Now, his olive drabs hang in a forgotten corner upstairs.
            In my sophomore year of college, I took the heavy winter poncho
            back to school with me—
            “Winkler” in fading stencil on the upper left chest pocket—
            and wore it while protesting the first Gulf War.
            One hundred of us marched over a bridge,
            our breath white wisps rising into January-blue skies.
            A reporter placed a microphone before me, cameramen captured
            my every move as I spoke,
            holding a picket sign that read “49 Senators Voted NO!”

I wondered whether he’d see me on tape at 10,
            and what memories
            rose like frost in the fields of April.


Every April, he sat on a tractor,
            pulling plows,
                        dragging disks,
                                    driving north and south,
                        east and west,
            back and forth into the night—
            reminding the soil
            to welcome the seeds he would sow in parallel rows
                        tracing the contours of the land—
                        the sandhill swells,
                        the hollow of clay bottoms.

As the Earth rumbled,
            I wondered what stirred in him.
Did billowing dust part,
            revealing long-forgotten faces staring from a screen
            he’d pulled the curtain on decades ago?
            Did their eyes slope in narrow slits of defiance,
            or were they wide-open, round and lifeless,
            unable to see the spill
                        of pale purple snakes
                                    writhing in crimson clouds
                                    suspended in yellow
                                    paddy water?


The cow stood in her stall,
            her udder an over-inflated basketball with
            teats like hard, thick fingers pointing in different directions.
Translucent hooves poked from under her tail,
            and a low moo built within her,
            ready to burst into the wet air of the barn like the terrible blat
            of a trombone with too much air in a low register.

He rolled a flannel shirtsleeve past his elbow,
            sprinkled silicon powder over his hand and arm,
            reached in to check the position of the calf.
Finding only tail and hips,
            he tried to shove the calf back, flip it,
            so it wouldn’t die in birth.
            Failing, he looped
                        baler twine around the hooves,
                        ran the twine around the steel bars
                        of the stanchion, had me wrap
                        it around my hands and brace
                        as he stepped hard on the taut length of twine,
                        letting physics urge the calf’s cooperation.

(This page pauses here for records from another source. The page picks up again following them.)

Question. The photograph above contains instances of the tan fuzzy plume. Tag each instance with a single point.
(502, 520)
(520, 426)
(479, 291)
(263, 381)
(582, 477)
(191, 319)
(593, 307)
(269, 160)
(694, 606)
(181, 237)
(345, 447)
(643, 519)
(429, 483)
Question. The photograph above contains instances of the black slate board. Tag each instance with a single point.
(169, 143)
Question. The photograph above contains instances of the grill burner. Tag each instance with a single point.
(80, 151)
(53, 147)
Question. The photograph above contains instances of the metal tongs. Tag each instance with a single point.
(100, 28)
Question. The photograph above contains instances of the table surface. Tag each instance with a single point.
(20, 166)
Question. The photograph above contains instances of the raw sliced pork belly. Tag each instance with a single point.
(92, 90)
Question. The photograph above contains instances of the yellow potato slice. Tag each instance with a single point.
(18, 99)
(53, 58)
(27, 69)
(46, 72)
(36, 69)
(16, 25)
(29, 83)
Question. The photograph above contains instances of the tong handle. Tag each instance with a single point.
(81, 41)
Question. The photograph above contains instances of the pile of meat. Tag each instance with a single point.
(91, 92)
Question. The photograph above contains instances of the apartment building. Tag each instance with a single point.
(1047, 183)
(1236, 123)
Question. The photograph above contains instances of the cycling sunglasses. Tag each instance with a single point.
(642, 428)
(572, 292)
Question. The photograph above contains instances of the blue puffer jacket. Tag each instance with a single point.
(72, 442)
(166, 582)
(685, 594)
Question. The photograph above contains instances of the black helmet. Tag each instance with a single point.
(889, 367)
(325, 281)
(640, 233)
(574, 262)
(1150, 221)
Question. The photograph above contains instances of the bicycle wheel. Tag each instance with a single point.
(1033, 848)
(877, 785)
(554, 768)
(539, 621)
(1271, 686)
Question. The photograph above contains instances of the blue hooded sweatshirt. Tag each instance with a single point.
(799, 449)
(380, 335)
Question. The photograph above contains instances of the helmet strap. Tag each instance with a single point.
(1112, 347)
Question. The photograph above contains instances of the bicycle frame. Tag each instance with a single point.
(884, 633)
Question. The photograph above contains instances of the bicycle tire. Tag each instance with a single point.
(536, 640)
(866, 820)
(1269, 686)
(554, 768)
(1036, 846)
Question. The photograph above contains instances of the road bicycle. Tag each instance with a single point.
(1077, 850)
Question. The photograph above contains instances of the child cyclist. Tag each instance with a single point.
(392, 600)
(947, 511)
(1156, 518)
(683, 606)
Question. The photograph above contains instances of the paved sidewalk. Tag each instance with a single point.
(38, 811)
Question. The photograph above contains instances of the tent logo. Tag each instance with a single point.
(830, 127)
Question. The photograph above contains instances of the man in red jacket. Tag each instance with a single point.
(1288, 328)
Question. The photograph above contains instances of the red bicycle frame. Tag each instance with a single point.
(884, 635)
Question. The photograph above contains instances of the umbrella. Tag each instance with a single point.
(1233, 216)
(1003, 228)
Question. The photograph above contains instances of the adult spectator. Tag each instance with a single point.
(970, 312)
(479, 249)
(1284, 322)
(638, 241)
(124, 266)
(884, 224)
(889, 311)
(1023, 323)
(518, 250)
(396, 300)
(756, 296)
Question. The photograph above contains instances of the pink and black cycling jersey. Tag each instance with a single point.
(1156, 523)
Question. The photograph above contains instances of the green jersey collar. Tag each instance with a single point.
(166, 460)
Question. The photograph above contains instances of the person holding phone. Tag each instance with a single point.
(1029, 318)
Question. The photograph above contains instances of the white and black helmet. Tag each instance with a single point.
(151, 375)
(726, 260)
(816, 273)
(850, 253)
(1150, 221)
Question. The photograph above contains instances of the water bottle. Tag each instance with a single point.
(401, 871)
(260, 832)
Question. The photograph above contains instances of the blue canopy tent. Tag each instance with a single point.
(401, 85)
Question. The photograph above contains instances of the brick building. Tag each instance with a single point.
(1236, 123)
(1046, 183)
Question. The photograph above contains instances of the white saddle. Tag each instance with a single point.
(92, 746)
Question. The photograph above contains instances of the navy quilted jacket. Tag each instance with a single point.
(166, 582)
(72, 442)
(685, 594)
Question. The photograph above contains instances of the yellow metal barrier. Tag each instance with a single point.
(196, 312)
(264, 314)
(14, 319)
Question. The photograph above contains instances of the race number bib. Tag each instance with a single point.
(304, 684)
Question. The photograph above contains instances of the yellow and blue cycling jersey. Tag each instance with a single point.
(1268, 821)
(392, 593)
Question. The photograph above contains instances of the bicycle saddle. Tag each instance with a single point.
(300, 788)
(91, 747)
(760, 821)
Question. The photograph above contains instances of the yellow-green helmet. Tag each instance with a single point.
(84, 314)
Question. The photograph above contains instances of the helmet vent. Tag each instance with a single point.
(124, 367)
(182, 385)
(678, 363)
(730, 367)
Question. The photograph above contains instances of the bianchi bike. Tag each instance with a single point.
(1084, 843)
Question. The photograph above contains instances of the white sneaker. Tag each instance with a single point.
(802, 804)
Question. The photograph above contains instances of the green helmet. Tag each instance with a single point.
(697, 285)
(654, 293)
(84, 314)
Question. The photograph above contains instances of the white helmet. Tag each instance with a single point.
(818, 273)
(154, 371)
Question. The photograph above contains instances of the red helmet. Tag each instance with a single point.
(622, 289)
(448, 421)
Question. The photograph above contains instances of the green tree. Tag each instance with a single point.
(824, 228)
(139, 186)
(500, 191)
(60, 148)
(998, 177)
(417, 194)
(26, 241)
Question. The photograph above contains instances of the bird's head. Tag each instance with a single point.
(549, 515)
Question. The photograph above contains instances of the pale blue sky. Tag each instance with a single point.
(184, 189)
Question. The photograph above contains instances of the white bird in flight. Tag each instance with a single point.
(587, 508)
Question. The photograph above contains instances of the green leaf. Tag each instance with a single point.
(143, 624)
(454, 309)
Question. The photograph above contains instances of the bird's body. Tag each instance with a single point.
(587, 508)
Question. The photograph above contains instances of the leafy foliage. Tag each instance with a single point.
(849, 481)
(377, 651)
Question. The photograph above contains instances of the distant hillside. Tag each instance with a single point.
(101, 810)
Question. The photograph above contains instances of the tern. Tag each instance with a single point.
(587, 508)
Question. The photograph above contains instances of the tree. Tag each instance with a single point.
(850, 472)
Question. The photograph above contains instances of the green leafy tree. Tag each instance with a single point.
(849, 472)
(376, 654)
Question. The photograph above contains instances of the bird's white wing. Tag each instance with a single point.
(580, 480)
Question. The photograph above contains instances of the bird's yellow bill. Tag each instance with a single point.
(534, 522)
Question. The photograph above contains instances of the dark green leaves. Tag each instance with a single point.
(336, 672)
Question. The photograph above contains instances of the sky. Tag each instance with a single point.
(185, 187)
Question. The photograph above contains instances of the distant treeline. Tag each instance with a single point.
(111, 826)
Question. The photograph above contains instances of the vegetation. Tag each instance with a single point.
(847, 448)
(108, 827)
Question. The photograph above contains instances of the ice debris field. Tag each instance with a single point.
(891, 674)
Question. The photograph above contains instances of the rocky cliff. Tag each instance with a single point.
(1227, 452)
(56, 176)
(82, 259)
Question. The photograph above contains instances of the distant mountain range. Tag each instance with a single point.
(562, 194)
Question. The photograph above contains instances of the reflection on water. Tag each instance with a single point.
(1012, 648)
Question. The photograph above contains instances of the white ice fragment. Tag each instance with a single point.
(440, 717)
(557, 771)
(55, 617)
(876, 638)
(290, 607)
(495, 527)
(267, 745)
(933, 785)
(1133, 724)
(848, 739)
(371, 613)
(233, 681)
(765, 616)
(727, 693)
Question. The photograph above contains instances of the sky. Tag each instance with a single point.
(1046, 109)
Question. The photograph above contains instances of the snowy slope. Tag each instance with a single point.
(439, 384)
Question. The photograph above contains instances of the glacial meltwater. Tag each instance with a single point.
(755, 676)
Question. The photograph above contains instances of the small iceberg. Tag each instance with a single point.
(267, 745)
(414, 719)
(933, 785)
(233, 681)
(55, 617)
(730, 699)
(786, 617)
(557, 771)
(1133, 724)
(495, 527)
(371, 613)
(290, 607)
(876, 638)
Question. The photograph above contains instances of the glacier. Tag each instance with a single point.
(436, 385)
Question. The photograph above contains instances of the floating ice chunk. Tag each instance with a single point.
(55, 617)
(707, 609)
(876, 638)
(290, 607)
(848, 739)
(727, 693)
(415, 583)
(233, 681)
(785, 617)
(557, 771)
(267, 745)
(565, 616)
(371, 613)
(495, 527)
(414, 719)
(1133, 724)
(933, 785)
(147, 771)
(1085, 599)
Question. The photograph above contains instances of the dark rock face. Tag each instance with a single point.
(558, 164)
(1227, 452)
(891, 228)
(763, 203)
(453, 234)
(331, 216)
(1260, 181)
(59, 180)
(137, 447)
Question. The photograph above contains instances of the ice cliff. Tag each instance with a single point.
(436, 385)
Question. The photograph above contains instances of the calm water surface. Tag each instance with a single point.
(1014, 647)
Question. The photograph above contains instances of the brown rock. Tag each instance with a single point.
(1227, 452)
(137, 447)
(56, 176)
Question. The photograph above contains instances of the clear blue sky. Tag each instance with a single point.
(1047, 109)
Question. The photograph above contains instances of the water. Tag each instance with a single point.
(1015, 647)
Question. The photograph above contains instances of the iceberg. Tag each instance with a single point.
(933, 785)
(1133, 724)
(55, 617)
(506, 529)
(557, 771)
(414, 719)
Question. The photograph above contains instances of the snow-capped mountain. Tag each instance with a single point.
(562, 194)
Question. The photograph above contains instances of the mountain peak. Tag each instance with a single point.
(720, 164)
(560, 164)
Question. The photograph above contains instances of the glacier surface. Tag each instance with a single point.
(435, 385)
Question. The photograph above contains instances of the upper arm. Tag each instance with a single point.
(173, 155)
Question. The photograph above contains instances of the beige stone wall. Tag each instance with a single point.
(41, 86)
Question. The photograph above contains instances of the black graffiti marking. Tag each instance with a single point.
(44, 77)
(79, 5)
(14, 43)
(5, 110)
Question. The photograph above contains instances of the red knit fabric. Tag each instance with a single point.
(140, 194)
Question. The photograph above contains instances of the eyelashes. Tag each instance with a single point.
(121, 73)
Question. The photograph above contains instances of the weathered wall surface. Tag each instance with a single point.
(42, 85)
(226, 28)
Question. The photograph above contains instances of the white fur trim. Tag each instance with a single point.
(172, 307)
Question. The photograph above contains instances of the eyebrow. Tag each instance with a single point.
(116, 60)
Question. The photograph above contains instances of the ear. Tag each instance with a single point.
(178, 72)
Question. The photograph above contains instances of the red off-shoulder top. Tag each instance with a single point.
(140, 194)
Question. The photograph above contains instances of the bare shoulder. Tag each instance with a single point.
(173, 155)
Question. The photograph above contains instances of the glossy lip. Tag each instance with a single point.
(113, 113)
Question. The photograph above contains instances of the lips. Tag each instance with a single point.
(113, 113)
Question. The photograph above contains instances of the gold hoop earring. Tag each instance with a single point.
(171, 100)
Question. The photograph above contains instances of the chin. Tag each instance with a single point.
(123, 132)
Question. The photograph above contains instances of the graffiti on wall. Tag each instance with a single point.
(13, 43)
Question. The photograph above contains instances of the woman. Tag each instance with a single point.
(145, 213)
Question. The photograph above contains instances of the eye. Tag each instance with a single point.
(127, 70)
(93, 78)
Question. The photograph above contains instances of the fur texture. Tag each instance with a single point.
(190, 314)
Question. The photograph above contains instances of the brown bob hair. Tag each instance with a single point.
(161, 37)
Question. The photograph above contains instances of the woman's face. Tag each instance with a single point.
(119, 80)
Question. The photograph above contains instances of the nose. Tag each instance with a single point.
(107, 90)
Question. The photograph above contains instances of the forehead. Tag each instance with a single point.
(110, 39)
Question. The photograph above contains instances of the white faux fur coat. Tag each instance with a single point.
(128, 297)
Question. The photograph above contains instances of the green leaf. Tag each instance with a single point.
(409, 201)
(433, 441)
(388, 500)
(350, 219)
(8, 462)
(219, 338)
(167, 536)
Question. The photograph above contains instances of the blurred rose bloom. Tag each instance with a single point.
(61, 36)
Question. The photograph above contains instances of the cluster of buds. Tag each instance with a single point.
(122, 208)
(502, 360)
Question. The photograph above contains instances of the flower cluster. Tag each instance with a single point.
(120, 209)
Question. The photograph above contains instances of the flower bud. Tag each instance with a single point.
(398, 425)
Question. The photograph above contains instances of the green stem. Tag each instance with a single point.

It slid out with a sucking sound.
            Straw chaff and stems stuck to its slick, black-white patchwork,
            and a length of afterbirth, pink and knotted, spilled from its mother.          
Without a thought, he rushed to the calf, dropped to his knees,
            cleared its mouth and nose.  Then placing
            his lips over its mouth, he blew
            three times
            before a high-pitched bleat rattled lungs
            still thick with fluid.


On winter days he sits on frozen lakes on a plastic pail,
            pole in hand, jigging for perch.
His cracked hands thread wax worms onto chartreuse teardrop hooks,
            slide tiny slip weights that take maggots into water
            black as night,
            cold as hell.

And when he comes home late in the afternoon,
            his pail is packed with snow, the fish cold
            as he finishes milking and chores;
            some fish still gasp, gills opening and closing
            even as he scales, slices, and slits,
            pulling spoonfuls of guts
            for the cats’ dish.
He fillets the remaining pile,
            a gray-white mound ready for flour,
            butter, cracker crumbs,
            and the spitting grease of the frying pan.